Auch der bisherige Mehrheitseigner ist ambivalent

Kritisch sehen viele Aktionäre auch die Rolle des bisherigen Mehrheitseigentümers bei Heckler und Koch, Andreas Heeschen, ein in London lebender deutscher Geschäftsmann. Auf Heeschens Veranlassung kam die heutige Hauptversammlung überhaupt erst zustande. Er nämlich will einerseits selbst als zusätzliches Mitglied in den Aufsichtsrat, auf der anderen Seite aber seine Mehrheitsbeteiligung an Heckler und Koch verkaufen.

Etliche kritische Aktionärsfragen zielten darauf, dass Heeschen Kredite in zweistelliger Millionenhöhe von Heckler und Koch bezogen haben soll. Welchen Hintergrund hatte dies? Wurden zusätzliche Kredite von Heckler und Koch an Firmen vergeben, die wiederum mit Heeschen verbandelt sind? Fragen über Fragen, so geballt, so hoch an der Zahl, dass der Aufsichtsrat erst nach der Mittagspause Antworten vorlegen will. Tillmann Masser vom Dachverband der kritischen Aktionäre:

"Was hier an Anschuldigungen und Fragen war, dass vor allem auch der Verdacht der persönlichen Bereicherung besteht, dass Herr Heeschen aus persönlichem Interesse und wegen pesönlicher Vorteile auch zum Schaden des Unternehmens in der Hinsicht gewirkt hat, das sind heftige Vorwürfe und Anschuldigungen, die natürlich jetzt auch vom Aufsichtsrat geklärt werden sollten."

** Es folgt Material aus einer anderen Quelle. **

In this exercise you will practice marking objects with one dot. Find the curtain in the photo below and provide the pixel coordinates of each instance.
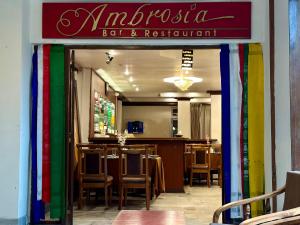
(200, 120)
(256, 125)
(242, 82)
(225, 87)
(48, 133)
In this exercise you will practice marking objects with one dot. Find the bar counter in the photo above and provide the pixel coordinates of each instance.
(171, 151)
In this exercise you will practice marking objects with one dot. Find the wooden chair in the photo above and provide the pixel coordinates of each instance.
(152, 149)
(200, 161)
(131, 171)
(95, 177)
(290, 207)
(216, 162)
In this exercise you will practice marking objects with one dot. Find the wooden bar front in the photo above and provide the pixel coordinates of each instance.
(171, 151)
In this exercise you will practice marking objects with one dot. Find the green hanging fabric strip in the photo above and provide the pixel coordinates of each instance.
(245, 124)
(57, 132)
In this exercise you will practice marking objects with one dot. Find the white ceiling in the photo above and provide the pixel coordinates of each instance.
(148, 68)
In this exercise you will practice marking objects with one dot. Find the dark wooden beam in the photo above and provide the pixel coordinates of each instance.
(294, 7)
(272, 95)
(149, 103)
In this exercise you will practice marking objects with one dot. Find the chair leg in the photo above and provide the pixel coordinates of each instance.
(80, 198)
(110, 195)
(125, 196)
(106, 196)
(147, 197)
(120, 196)
(208, 179)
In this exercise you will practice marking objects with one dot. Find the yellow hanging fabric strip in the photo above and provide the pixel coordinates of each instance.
(256, 125)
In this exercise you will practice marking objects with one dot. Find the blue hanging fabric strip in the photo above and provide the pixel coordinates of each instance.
(37, 207)
(225, 86)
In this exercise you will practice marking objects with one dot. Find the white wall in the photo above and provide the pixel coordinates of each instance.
(157, 120)
(184, 118)
(83, 78)
(15, 57)
(216, 117)
(282, 93)
(15, 64)
(267, 106)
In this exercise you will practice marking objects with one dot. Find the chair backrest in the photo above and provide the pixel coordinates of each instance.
(152, 149)
(132, 159)
(292, 190)
(187, 148)
(93, 160)
(217, 148)
(200, 155)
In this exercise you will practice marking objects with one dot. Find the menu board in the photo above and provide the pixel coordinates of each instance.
(104, 115)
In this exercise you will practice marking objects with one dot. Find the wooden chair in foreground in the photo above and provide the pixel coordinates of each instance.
(132, 158)
(94, 178)
(200, 161)
(291, 210)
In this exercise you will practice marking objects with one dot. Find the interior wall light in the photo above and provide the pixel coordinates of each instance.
(109, 57)
(126, 70)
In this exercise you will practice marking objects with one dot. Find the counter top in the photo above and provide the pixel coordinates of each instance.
(152, 139)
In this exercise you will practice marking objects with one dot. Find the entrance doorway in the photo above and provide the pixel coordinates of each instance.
(131, 80)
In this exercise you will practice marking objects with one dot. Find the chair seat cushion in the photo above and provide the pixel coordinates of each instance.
(96, 179)
(200, 167)
(135, 179)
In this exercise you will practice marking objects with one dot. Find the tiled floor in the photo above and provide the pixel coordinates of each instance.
(198, 204)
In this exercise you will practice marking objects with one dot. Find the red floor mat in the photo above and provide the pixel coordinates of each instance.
(143, 217)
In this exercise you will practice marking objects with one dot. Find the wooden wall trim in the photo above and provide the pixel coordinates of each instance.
(272, 95)
(294, 7)
(149, 103)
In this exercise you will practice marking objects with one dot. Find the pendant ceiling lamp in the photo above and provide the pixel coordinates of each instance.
(182, 82)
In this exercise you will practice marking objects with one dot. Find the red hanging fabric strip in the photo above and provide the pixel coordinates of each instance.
(241, 55)
(46, 125)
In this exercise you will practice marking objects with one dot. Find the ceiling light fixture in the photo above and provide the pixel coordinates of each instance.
(183, 83)
(126, 70)
(109, 57)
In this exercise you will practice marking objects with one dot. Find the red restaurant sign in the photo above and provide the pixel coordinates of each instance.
(201, 20)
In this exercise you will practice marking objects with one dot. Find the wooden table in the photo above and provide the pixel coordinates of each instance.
(143, 217)
(156, 171)
(215, 164)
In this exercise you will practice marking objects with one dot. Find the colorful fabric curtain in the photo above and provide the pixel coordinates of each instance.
(242, 78)
(235, 125)
(37, 206)
(256, 125)
(48, 133)
(225, 87)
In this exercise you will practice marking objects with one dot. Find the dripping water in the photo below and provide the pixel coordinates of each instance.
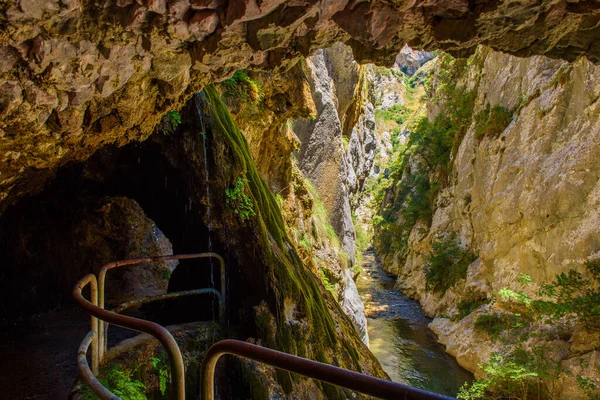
(198, 102)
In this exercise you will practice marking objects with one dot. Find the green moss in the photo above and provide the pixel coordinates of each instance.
(119, 382)
(287, 276)
(238, 201)
(446, 264)
(395, 113)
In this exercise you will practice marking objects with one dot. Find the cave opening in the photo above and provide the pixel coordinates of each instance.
(126, 202)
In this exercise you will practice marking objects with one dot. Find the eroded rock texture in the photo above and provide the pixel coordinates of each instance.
(524, 201)
(76, 75)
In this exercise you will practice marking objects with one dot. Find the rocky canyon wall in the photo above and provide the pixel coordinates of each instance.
(311, 132)
(78, 75)
(520, 193)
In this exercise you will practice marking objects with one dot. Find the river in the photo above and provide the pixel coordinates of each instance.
(400, 339)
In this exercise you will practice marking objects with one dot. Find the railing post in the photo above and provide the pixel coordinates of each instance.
(313, 369)
(91, 280)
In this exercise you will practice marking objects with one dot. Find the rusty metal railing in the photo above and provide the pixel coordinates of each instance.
(324, 372)
(97, 337)
(103, 328)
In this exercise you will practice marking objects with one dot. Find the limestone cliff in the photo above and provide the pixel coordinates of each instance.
(315, 187)
(76, 75)
(520, 190)
(336, 153)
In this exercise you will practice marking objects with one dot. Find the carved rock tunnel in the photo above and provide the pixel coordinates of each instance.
(126, 202)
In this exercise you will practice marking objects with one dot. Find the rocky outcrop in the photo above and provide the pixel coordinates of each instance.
(524, 199)
(409, 61)
(78, 75)
(321, 156)
(336, 153)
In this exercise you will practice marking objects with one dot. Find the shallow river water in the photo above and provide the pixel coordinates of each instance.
(405, 347)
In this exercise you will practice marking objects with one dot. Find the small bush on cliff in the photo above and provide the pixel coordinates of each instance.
(573, 296)
(517, 374)
(492, 122)
(239, 202)
(466, 307)
(241, 87)
(119, 383)
(446, 264)
(397, 113)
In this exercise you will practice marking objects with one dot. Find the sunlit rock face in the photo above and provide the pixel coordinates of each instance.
(525, 202)
(77, 75)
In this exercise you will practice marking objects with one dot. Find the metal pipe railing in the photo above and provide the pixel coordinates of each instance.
(87, 375)
(90, 279)
(103, 328)
(140, 325)
(324, 372)
(168, 296)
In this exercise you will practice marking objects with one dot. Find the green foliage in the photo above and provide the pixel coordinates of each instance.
(524, 279)
(397, 113)
(304, 241)
(238, 200)
(175, 118)
(323, 225)
(589, 387)
(466, 307)
(283, 269)
(446, 264)
(363, 239)
(240, 87)
(496, 324)
(324, 276)
(163, 373)
(423, 165)
(119, 383)
(516, 374)
(492, 122)
(345, 143)
(518, 296)
(574, 296)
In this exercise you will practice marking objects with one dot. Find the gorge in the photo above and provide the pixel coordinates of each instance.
(260, 131)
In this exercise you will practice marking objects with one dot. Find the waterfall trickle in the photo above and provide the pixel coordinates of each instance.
(199, 100)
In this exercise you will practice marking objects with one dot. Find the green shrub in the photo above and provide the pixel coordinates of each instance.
(492, 122)
(239, 202)
(574, 296)
(397, 113)
(240, 87)
(495, 324)
(517, 374)
(325, 277)
(163, 373)
(119, 383)
(466, 307)
(446, 264)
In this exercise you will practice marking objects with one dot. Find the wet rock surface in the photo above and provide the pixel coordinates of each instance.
(400, 338)
(78, 75)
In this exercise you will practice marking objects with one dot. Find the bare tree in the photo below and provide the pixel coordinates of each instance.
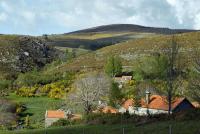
(91, 89)
(172, 53)
(194, 85)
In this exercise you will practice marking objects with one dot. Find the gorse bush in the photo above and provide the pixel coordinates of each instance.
(54, 90)
(27, 91)
(36, 77)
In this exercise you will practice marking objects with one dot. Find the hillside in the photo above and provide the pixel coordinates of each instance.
(130, 51)
(22, 54)
(132, 28)
(99, 37)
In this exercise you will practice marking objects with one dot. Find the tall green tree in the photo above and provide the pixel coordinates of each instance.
(194, 83)
(113, 66)
(115, 96)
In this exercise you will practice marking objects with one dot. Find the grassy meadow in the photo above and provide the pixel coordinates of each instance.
(184, 127)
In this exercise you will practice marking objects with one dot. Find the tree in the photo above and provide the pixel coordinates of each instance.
(27, 121)
(151, 67)
(91, 89)
(172, 54)
(163, 67)
(115, 96)
(113, 66)
(194, 84)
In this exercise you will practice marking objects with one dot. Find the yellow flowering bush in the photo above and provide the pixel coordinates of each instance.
(27, 91)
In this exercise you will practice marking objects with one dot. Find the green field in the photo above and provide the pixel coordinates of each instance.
(36, 108)
(186, 127)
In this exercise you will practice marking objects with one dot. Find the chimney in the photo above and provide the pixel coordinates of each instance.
(148, 97)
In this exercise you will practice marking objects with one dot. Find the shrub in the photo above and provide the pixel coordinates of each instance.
(62, 122)
(56, 93)
(102, 118)
(27, 91)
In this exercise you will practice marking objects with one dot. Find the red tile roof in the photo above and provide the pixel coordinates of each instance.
(156, 102)
(109, 109)
(196, 104)
(55, 114)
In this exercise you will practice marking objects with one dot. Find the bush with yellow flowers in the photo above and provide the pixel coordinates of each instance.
(56, 93)
(27, 91)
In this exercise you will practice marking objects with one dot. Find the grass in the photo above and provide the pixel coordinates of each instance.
(36, 108)
(183, 127)
(131, 50)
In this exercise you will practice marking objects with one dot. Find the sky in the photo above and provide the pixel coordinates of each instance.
(37, 17)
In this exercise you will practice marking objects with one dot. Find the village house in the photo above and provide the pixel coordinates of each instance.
(123, 78)
(53, 116)
(155, 104)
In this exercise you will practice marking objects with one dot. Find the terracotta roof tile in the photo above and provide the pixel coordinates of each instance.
(109, 109)
(156, 102)
(196, 104)
(55, 114)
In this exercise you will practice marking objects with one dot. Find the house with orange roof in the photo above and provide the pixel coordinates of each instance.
(53, 116)
(155, 104)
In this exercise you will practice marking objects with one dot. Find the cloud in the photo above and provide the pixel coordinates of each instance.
(49, 16)
(3, 17)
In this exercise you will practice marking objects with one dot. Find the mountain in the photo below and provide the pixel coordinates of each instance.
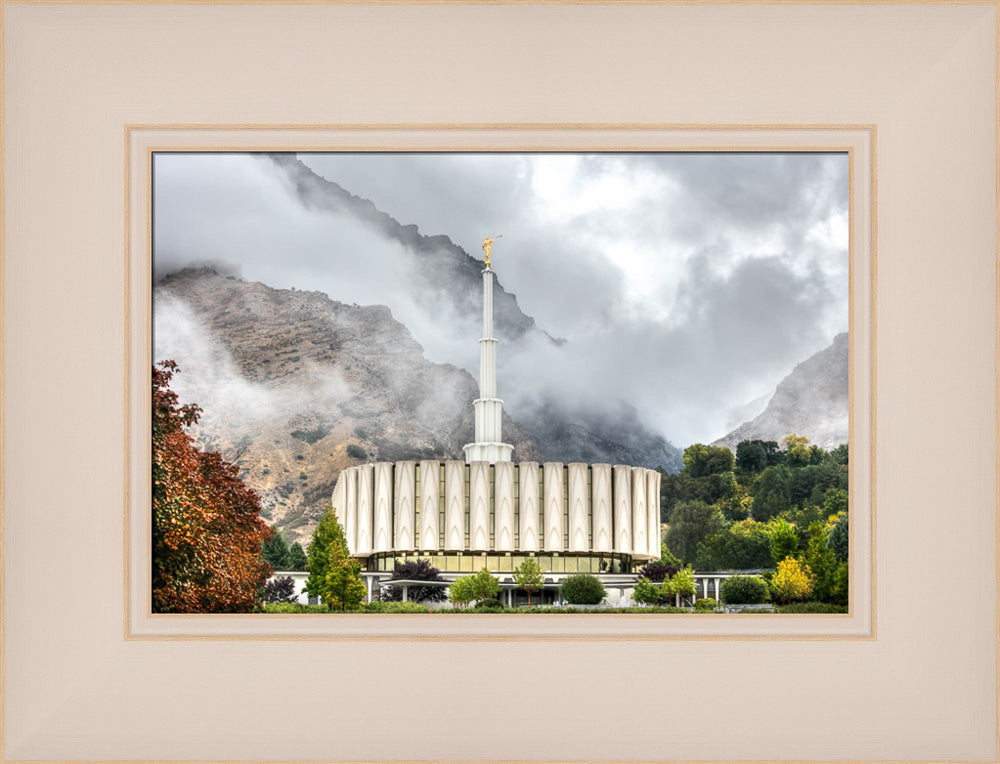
(812, 401)
(295, 387)
(448, 275)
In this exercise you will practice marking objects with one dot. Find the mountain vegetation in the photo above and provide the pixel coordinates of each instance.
(767, 507)
(297, 387)
(812, 399)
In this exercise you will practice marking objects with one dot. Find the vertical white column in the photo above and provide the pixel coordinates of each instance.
(623, 509)
(552, 477)
(339, 507)
(527, 509)
(653, 512)
(479, 506)
(601, 499)
(578, 499)
(487, 348)
(383, 507)
(429, 503)
(366, 489)
(639, 524)
(503, 506)
(454, 505)
(349, 480)
(405, 505)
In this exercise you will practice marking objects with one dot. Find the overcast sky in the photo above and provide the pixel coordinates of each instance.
(687, 285)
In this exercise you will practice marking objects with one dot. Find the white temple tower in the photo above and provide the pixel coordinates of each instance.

Intransparenz, ausgerechnet bei einem Waffenhersteller

Um die Verwirrung selbst noch zu komplettieren: Heeschen selbst ist bei der Hauptversammlung persönlich gar nicht anwesend, lässt sich vertreten, ist einerseits laut Medienberichten zwar gewillt, seine Mehrheitsbeteiligung an Heckler und Koch abzugeben, steht andererseits aber mit dem potentiellen Käufer, dem luxemburgsichen Finanzinvestor CDE, über Kreuz - der zudem auch noch die Aufsichtsratsmitglieder abberufen will, die Heeschen erst ins Amt gebracht hat. Verstehe das, wer will - sagt unter anderem Tillmann Masser von den kritischen Aktionären:

"Wir kritisieren sowieso so einen intransparenten Vorgang, gerade bei einem so sicherheitsrelevanten Unternehmen - für die Nato, für die EU - dass hier so ein Spektakel, so ein Machtkampf zwischen zwei Personen stattfindet. Das kann nicht die richtige Herangehensweise sein."

Ein Machtkampf, der möglicherweise im Laufe des Nachmittages zumindest teilweise entscheiden wird. Dann nämlich geht es um die Frage, ob Aufsichtsratschef Kujat abberufen wird oder nicht - Ausgang offen.